Low libido is one of the most common sexual health concerns in the United States – and one of the most commonly misunderstood.
Most people interpret a drop in sexual desire as a relationship problem. If I’m not as interested in sex as I used to be, something must be wrong with us. Or they interpret it as a personal failing – a sign that they’re too stressed, too tired, too distracted, not trying hard enough. Or they chalk it up to aging and assume there’s nothing to be done about it.
In reality, low libido is almost always a symptom – not a character flaw, not a relationship verdict, and not an inevitable feature of getting older. It is the body’s way of signaling that something in its hormonal, physical, psychological, or relational environment has shifted. And identifying what has shifted is the first step toward doing something about it.

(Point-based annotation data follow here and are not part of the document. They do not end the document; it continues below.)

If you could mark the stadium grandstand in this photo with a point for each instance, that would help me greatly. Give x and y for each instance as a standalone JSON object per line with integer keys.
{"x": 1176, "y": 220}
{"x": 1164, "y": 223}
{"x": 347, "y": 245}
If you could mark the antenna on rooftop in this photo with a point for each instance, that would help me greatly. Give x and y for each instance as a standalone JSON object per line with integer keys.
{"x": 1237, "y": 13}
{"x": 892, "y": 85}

This article covers what low libido actually means, what drives it, what the most common causes are across different life stages, and what the evidence says about treatment. It builds on our Hormones and Libido article for the detailed hormonal picture, and is part of our broader Sexual Health series.
What Low Libido Actually Means
Libido – sexual desire – exists on a spectrum. There is no universally correct level of sexual interest. Some people have high baseline desire. Others have lower baseline desire. Neither is inherently a problem as long as the person is content with their experience.

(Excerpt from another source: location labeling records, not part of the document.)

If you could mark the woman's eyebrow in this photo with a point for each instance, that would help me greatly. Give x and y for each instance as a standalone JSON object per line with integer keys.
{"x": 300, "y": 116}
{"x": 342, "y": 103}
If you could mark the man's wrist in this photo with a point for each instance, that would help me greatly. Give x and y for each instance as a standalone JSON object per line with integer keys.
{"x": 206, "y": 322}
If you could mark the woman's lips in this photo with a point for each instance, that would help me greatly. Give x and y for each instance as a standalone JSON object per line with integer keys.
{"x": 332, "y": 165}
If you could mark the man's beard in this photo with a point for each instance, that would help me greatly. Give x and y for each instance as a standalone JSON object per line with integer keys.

Low libido becomes clinically relevant when it is causing significant personal distress. The formal diagnosis – Hypoactive Sexual Desire Disorder (HSDD) – requires not just reduced or absent desire, but meaningful distress about that reduction. If your desire is lower than it used to be but you’re not particularly bothered by it, that is not a disorder requiring treatment.
The clinical concern arises when:
- Sexual desire has decreased significantly from a person’s previous baseline
- The change is causing personal distress or relationship strain
- The change has persisted for months rather than days or weeks
- Desire is absent even in contexts that used to reliably generate it
HSDD is estimated to affect approximately 10 percent of American women – making it the most common female sexual dysfunction – and a meaningful proportion of men, though male HSDD is less studied and less frequently diagnosed (Shifren et al., 2008).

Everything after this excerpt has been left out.